Recommended by Nick Malakhow

  • Rastus and Hattie
    18 May. 2019
    This piece is so brilliant in the way it melds dark satire with both intellectually provocative sentiments and deeply emotional human truths. It incorporates multiple theatrical devices effortlessly. While all the characters were superbly drawn, Needra's journey in particular was navigated with a poignant and pointed metaphorical exploration of ingrained cultural trauma and identity formation. Highly theatrical in the best way!
  • Recent Unsettling Events
    16 May. 2019
    An incisive and wonderfully structured exploration of privilege and of the precarious divide between power and powerlessness that young adults feel as they navigate issues of social justice and identity. With a deeply intersectional cross-section of characters, many perspectives are given their due and equal weight in the thorny, well-drawn, and both humorous and tragic discussions.
  • delicacy of a puffin heart
    15 May. 2019
    This was a beautiful and surprising read. I loved the way it seamlessly navigated throughout time and space with poignant transitions that truly aided the storytelling. A turning point a little more than halfway through really surprised me in a fabulous way, and the characters' unique and distinct identities were so well drawn.
  • Man Boobs
    15 Apr. 2019
    So very intimate, beautiful, and specific. Like the best "micro-level" stories, it plumbs many universal truths--truths about body image, shame, desire, and overcoming adolescent trauma--from a distinct point of view. Sexy, funny, sad. I'd love to see this onstage!
  • Up the Ladder, Down the Slide
    13 Apr. 2019
    A poignant and deeply intersectional look at family relationships, caretaking, grieving, and loss. Like all of my favorite plays in this sphere, plenty of very human laughs came along with the lyrical language, beautifully described stage pictures, and heartbreaking moments. Would love to see and experience this onstage, as the described visuals and sounds are vivid and distinct.
    13 Apr. 2019
    Was privileged to see a staged reading of this. By turns brutal, beautiful, horrifying, and hilarious. Provocative in the best possible way.
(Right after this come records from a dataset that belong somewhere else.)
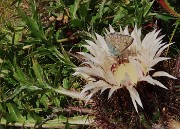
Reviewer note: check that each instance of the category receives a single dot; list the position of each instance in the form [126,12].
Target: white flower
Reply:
[132,66]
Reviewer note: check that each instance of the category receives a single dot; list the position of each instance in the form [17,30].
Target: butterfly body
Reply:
[117,42]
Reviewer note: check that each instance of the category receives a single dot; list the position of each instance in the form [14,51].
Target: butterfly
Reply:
[117,42]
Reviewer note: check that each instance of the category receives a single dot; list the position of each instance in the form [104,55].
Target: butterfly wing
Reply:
[117,43]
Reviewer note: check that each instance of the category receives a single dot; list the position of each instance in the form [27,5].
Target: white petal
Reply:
[160,51]
[159,84]
[104,88]
[114,88]
[148,79]
[134,96]
[158,59]
[153,81]
[91,94]
[162,73]
[89,86]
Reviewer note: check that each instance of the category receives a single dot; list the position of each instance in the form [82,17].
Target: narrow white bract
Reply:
[106,71]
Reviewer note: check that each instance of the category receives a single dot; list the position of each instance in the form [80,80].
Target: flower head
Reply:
[110,65]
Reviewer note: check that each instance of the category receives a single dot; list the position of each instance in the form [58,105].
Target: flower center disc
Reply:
[124,69]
Raises questions and reveals insights about race in America using visceral gut punches paired with eloquent discourse and genius metaphors. The subtle stylistic progression throughout and, especially, at the end is organic and brilliant! I'm eager to see this on stages in the near future.
  • Ripped
    6 Apr. 2019
    I just loved how this was structured. Up until the very end, we're discovering new information that adds layer upon layer to the characters and circumstances! Loved the use of the dress and its condition as a way of telling time and making sense of the chronology. The hazy and irregular transitions in time echo the irregularity of Lucy piecing together the events. All in all, a really thoughtful and complex exploration of an extraordinarily difficult topic.
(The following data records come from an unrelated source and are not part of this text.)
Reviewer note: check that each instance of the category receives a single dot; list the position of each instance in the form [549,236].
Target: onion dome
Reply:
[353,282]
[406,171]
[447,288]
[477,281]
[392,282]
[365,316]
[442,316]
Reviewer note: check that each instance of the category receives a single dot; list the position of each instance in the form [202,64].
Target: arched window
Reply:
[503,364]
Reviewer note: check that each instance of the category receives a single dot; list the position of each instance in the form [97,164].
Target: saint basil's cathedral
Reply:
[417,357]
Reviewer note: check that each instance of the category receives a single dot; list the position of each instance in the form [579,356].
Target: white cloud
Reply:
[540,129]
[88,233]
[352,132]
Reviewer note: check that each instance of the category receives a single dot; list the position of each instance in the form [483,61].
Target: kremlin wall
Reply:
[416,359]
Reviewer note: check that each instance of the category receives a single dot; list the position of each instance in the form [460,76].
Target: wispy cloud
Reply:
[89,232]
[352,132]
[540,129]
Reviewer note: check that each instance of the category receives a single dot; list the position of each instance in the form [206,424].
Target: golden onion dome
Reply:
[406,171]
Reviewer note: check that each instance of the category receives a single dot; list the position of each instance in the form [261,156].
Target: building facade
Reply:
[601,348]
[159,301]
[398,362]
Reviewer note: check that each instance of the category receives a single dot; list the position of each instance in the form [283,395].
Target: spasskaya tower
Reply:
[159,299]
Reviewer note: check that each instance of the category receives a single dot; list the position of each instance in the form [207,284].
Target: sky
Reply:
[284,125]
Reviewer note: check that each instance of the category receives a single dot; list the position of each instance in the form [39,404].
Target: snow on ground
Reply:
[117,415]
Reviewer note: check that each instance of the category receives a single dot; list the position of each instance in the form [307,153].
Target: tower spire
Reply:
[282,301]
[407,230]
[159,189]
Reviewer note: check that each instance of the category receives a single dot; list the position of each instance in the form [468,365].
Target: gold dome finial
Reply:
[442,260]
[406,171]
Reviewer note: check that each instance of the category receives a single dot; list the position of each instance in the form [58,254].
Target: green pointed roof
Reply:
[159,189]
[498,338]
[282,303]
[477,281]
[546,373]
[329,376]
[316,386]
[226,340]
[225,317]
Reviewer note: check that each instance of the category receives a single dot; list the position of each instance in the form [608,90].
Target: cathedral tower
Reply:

  • Black Super Hero Magic Mama
    3 Apr. 2019
    Wow! What an amazing piece. I can't believe how effortlessly it travels from warm human realism to razor-sharp satire to gutting tragedy to magical realism and back again. This piece manages all of those tones, styles, motifs, etc. while feeling like a beautifully unified piece of art. A dangerous read on public transit, as I vacillated many times between raucously laughing aloud to crying openly. I'm so grateful to have read it and can't wait to experience a production.
  • Eureka Day
    19 Mar. 2019
    As a former teacher from a Quaker school, this satirizing of the "well-meaning-liberal-agenda gone astray" is so very on point. The group chat gone awry is one of the funniest scenes I've read in a long time, and it had me laughing uncontrollably to myself on a quiet plane. I'd love to see what that looked like in production! This is a fresh and novel group of people rendered onstage, and Spector shifts effortlessly between hilarity and poignant personal tragedy.
  • Trees in their youth
    18 Mar. 2019
    This piece uses line breaks in a truly wonderful way, capturing a somewhat lyrical, but also natural rhythm of speech effortlessly. I also loved the amplified and heightened world of the piece. While high school coming of age stories tend to be full of oft-used tropes, the characters rendered here were recognizable, but also fresh, unique, and distinct. This piece captures with theatricality, music, and rhythm what disingenuous teen movies fail to capture onscreen. Wonderful on the page, and would be even more kinetic onstage!